August 22: Short period of unrelated downtime
Issue
Some customers experienced full downtime with the system being unavailable for 3×3 minutes during a 20 minute period.
Cause
The downtime was the result of a virtual machine host that took down half of our app and state servers and was thus unrelated to our main database server issue.
What we did
Just as we had resolved our database server issue, our users were hit by what we initially thought was 5 minutes of downtime but was in fact 3×3 minutes of downtime. The downtime was the result of our system being in the process of failing over to our secondary data center. This event was unrelated to our slowdown issues during the previous days and was instead caused by a virtual machine host failing.
When this sort of incident occurs, similar to power failure, network outage etc., our system automatically switches to another data center at another physical location. This switch will invariably cause some downtime, and thus the behavior we experienced was as expected. However, the fact that this type of incident, which rarely happens more than twice a year, occurred 1.5 hours after one of our worst service issues ever had been resolved and in peak hours was of course extremely unfortunate.
Lessons
On a general level, what stands out most clearly from these two weeks is that we must do everything to prevent our customers from experiencing something like this again. Below are some of the specific lessons we have learned:
It’s clear from the events of August 13-17 that we have overestimated the effects of seasonal load changes like the VAT reporting deadline. Going forward, we need to always respect unusual system behavior on its own terms and not attribute it to different user behavior. If we had been more aggressive towards the slowdown in the VAT reporting week, we might have resolved the issue earlier.
Another lesson we have learned is that we need to apply the drastic measures more readily, such as restarting parts of the system. As part of this, difficult operations like flipping the mirror will be performed more frequently to make us better prepared to perform these operations during emergencies.
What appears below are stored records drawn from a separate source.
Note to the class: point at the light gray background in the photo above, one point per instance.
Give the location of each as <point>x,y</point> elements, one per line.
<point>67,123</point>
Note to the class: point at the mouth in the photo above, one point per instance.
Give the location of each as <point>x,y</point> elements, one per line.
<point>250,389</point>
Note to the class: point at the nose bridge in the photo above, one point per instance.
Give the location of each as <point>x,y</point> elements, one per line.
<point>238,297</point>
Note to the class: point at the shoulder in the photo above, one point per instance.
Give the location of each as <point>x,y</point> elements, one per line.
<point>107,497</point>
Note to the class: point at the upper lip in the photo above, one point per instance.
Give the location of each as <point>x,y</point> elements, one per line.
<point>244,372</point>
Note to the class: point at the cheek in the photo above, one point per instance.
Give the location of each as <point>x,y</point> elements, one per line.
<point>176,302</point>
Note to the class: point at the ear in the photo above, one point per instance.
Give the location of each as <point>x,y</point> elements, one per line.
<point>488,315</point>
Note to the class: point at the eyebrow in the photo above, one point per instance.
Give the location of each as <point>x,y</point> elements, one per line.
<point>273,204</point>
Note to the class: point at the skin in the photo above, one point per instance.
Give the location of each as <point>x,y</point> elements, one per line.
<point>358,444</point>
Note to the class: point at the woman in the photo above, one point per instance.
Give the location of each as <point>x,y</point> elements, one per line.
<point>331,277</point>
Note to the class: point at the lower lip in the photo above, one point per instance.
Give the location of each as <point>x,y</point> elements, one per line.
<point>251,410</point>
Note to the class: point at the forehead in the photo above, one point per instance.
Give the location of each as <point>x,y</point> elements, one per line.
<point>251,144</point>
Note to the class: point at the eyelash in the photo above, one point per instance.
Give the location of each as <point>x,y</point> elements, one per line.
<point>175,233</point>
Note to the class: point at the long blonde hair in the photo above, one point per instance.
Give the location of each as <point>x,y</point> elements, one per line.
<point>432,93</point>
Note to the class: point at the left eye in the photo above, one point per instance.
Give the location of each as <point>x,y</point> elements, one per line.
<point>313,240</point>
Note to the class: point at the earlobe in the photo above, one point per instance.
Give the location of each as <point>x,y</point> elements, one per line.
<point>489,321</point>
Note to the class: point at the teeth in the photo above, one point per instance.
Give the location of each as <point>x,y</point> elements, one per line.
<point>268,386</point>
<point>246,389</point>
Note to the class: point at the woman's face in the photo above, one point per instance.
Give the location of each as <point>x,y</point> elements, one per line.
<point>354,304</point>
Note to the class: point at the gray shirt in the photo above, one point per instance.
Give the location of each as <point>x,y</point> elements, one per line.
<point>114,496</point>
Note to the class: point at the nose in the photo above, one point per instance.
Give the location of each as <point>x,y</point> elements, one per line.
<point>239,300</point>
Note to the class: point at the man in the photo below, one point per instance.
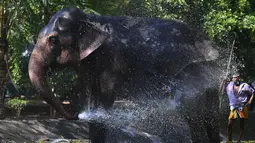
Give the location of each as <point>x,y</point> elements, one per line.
<point>240,95</point>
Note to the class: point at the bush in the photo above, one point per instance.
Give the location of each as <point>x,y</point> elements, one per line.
<point>17,104</point>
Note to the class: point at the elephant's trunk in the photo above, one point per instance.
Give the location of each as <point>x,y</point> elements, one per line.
<point>38,66</point>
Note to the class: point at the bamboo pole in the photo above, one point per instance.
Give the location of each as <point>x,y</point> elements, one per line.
<point>223,83</point>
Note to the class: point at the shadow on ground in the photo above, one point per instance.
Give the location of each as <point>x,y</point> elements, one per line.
<point>34,130</point>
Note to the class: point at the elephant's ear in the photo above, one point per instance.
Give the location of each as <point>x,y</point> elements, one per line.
<point>91,39</point>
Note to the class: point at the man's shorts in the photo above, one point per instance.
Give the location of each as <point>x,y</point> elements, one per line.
<point>239,112</point>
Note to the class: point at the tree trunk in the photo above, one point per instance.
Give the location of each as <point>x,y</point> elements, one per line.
<point>3,51</point>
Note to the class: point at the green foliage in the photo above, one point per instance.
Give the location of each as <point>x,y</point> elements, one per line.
<point>17,104</point>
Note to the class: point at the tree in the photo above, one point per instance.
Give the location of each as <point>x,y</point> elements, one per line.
<point>3,56</point>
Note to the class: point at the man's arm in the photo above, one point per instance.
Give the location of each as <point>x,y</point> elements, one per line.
<point>252,96</point>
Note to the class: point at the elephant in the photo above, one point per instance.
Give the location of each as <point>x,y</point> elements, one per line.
<point>132,57</point>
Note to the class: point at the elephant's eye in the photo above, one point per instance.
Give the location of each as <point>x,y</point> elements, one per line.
<point>53,39</point>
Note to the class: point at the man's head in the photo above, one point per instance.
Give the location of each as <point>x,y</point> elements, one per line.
<point>236,79</point>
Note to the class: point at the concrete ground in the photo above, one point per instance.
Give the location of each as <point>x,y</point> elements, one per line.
<point>249,133</point>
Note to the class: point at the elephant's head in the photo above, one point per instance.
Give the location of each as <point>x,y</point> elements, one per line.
<point>64,41</point>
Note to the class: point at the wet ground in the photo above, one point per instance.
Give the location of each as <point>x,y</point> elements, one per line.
<point>249,133</point>
<point>34,130</point>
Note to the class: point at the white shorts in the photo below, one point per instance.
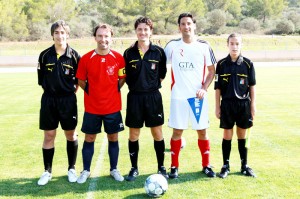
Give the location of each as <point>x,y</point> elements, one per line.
<point>181,113</point>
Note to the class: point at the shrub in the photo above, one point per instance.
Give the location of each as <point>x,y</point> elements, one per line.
<point>285,27</point>
<point>251,24</point>
<point>217,20</point>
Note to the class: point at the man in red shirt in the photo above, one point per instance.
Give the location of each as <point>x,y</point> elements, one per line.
<point>101,74</point>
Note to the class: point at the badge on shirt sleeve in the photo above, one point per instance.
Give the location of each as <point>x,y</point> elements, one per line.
<point>153,66</point>
<point>216,77</point>
<point>242,81</point>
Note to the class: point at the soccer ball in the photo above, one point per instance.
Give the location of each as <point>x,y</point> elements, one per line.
<point>183,142</point>
<point>156,185</point>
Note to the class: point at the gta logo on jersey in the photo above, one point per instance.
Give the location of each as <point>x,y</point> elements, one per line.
<point>153,66</point>
<point>242,81</point>
<point>186,66</point>
<point>50,66</point>
<point>111,70</point>
<point>216,77</point>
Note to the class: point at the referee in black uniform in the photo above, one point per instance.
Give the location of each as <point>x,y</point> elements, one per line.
<point>145,69</point>
<point>56,75</point>
<point>234,84</point>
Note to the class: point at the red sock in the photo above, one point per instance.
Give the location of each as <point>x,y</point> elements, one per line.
<point>175,149</point>
<point>204,150</point>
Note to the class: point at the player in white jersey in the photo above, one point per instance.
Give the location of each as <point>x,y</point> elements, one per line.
<point>190,60</point>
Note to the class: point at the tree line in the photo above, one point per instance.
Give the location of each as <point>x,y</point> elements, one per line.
<point>24,20</point>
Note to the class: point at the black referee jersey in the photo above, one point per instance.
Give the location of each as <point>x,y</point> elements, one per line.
<point>57,74</point>
<point>144,74</point>
<point>234,78</point>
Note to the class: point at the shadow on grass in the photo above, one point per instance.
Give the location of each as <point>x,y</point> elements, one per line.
<point>27,187</point>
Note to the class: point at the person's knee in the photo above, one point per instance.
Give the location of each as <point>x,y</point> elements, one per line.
<point>112,137</point>
<point>90,137</point>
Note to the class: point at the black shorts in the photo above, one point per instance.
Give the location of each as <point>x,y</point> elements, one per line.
<point>55,110</point>
<point>235,112</point>
<point>144,107</point>
<point>92,123</point>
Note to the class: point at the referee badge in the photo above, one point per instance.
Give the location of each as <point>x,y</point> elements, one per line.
<point>153,66</point>
<point>242,81</point>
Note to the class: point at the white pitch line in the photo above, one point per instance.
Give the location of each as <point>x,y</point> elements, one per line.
<point>96,173</point>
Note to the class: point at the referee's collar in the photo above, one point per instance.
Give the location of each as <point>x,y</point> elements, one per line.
<point>151,47</point>
<point>67,53</point>
<point>239,60</point>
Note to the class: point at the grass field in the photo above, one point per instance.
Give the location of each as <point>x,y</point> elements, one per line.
<point>274,153</point>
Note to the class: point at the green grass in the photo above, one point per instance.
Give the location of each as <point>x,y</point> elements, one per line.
<point>274,152</point>
<point>218,43</point>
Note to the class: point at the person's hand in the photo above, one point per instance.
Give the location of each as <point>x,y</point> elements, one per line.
<point>218,112</point>
<point>200,93</point>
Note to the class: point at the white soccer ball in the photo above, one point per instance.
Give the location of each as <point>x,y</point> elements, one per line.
<point>183,142</point>
<point>156,185</point>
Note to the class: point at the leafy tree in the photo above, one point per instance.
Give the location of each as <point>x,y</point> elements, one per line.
<point>261,9</point>
<point>217,4</point>
<point>12,20</point>
<point>251,24</point>
<point>217,20</point>
<point>235,8</point>
<point>285,27</point>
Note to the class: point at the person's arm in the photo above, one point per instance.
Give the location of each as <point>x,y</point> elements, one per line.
<point>122,82</point>
<point>82,84</point>
<point>218,103</point>
<point>253,103</point>
<point>210,76</point>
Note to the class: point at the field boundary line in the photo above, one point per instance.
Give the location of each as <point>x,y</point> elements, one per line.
<point>96,172</point>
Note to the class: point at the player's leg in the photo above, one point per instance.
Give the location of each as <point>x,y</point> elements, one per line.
<point>91,126</point>
<point>227,121</point>
<point>159,147</point>
<point>178,121</point>
<point>113,124</point>
<point>244,121</point>
<point>133,148</point>
<point>204,147</point>
<point>175,143</point>
<point>134,120</point>
<point>226,150</point>
<point>67,111</point>
<point>72,149</point>
<point>49,123</point>
<point>48,153</point>
<point>154,118</point>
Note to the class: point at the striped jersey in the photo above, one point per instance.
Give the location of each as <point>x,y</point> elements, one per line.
<point>188,62</point>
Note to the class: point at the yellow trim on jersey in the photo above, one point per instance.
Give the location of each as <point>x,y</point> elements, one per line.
<point>225,75</point>
<point>121,72</point>
<point>141,53</point>
<point>135,60</point>
<point>247,63</point>
<point>67,66</point>
<point>153,60</point>
<point>52,64</point>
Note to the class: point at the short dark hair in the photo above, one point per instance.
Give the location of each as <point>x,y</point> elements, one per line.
<point>233,35</point>
<point>186,14</point>
<point>104,26</point>
<point>145,20</point>
<point>61,23</point>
We will also improve the level of metrics we’re tracking. These issues have taught us a few non-traditional metrics that can help us be proactive and prevent this from happening again. Technical metrics at both database and app server level that can warn us of faulty behavior before users are affected will be implemented as part of our current information setup whereby monitors in our office show current application data
Conclusion
As an online service provider with more than 50,000 customers relying on us to do their accounting, it goes without saying that this type of prolonged period with performance issues is in no way acceptable. And let there be no doubt that we take full responsibility for what happened during this period. Going forward, we will be working hard and taking every measure to prevent this from occurring again.
Note, incidentally, that no accounting data were in jeopardy at any point. Our automatic procedure that backs up all data every 15 minutes was in place and working throughout the affected period.
On a more positive note, we are very happy with the way our customers, our organization and our systems responded to this. While our operations and developer teams were working on resolving the issues, our support and service teams were talking to customers and constantly communicating the latest updates on different channels.
Also, despite the frustrations felt by our customers, we still received many positive and encouraging words. We’ll work hard to make sure we deserve these encouragements in the future.